The voltage gain of the op amp stage itself is 20, but this is cut in half by the action of the back termination resistor in combination with the load. The -3dB (voltage) point of the RF amplifier is about 390 MHz. If a flat gain over frequency is required, this circuit is only usable to about 200 MHz. Input and output voltage standing wave ratio (VSWR) values are better than 1.01:1 for most of the bandwidth, only degrading to about 1.1:1 near 200MHz. S12 is -75dB over most of the bandwidth, only degrading to -50dB near the bandwidth limit.

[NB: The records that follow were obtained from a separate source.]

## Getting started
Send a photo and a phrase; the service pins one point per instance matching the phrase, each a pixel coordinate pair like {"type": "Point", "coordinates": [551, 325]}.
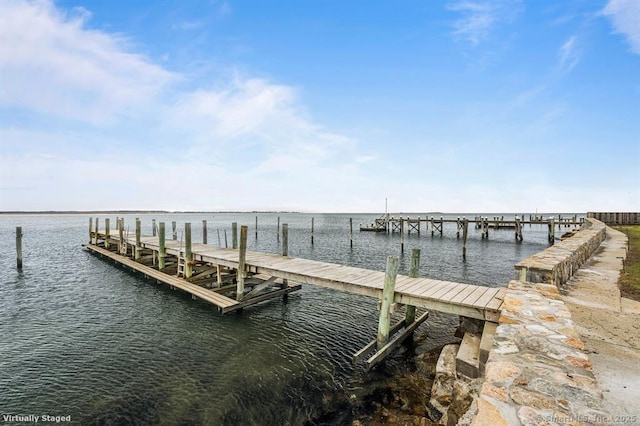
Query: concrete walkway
{"type": "Point", "coordinates": [609, 326]}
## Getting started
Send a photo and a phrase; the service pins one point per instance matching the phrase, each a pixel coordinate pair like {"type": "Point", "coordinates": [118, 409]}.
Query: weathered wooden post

More gain requires cascading multiple stages of THS3202 op amps. Fortunately for the designer, the THS3202 is a dual device: making a two stage RF amplifier easy to implement at very little additional cost. The circuit in Figure 3 shows a cascaded RF amplifier, used to create a voltage gain of 100, (40dB voltage, 20dB power).

40dB wideband RF amplifier
Figure 3

The circuit comprises two identical gain stages. Isolation is accomplished by using inter-stage termination resistors. The inter-stage 39 pF capacitor provides peaking to compensate for some high frequency roll-off, but better IP3 performance can be achieved by removing it and living with the roll-off. Overall circuit response is shown in Figure 4.

40dB RF amplifier response
Figure 4

There is significant peaking above 100MHz. An amplifier of this gain should be shielded. It is also a good idea to include some low pass filtering to reduce spurs.